My name is Erin, and in case you haven’t caught me on one of the other blogs I write or contribute to, I’ll fill you in on some basics that will help you understand how this experimentation will be effecting me.

My time: I’m super busy. I work full time as an animal keeper at a science museum, and part time as a supervisor at a custard shoppe (and refer to my jobs as: “My job” and “Job#2”). I also am a musician and spend a lot of time writing and not as much time as I’d like performing. I’m also quite the social being, and do my best to maintain and grow friendships that suffer under my two job pressures. For the most part though, I do alright, and I am very happy with where my time and energies are going.

My eating: Well, that’s a complex one. I’ve been a vegetarian for 3 years, spent the last year eating vegan, a week of last year eating nothing but corn, the last month attempting an experimental raw food diet, and my whole life being off and on again with soda. My perspectives of food have been ever changing, and always for the better. Currently, I am on the path of (vegetarian) moderation, with attempts to eat vegan most of the time, but be very flexible with myself. I love to eat, I love to cook, I love to try foods I’ve never tasted before, and try again foods I think I don’t like, just to make sure I don’t like them (and if I don’t, I’m usually disappointed). I am kind of allergic to some types of soy, and I’m allergic to some raw fruits, veggies, and nuts.

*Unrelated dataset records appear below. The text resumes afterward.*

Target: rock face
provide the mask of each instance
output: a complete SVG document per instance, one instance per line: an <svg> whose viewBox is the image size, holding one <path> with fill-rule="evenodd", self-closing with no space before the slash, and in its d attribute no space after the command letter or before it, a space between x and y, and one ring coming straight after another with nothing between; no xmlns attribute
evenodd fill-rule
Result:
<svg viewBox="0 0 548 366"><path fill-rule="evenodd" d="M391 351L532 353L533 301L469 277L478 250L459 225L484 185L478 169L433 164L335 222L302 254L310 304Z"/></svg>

My family: I live with my family, and there are currently 5 of us and a dog living in a green house in the Raleigh suburbs. I have an older brother, Matty, who does not live here, but might as well, and will probably be making several appearances at our table this month. My mother (who will be blogging) is witty and more useful than wikipedia and google maps combined, and enjoys cooking and recipe experimentation. My dad is ever entertaining and hilarious, and a guaranteed way to never ever ever have an awkward silence at your dinner table. My little brother Dominic will be turning 12 this month, and is brilliant, sincere, and tells brilliantly sincerel horrible corny jokes. My little sister Chloe is 8 and draws better and has better fashion sense then I can ever ever ever hope to have. She’s a fan of telling looooooooong hard to follow stories at the dinner table. My dog Cocoa is the sweetest pup, and enjoys resting her head on my lap at dinner, even though I am the least meaty of the bunch. I really enjoy living here and spending time with my family, and am quite looking forward to making time with them a priority this month.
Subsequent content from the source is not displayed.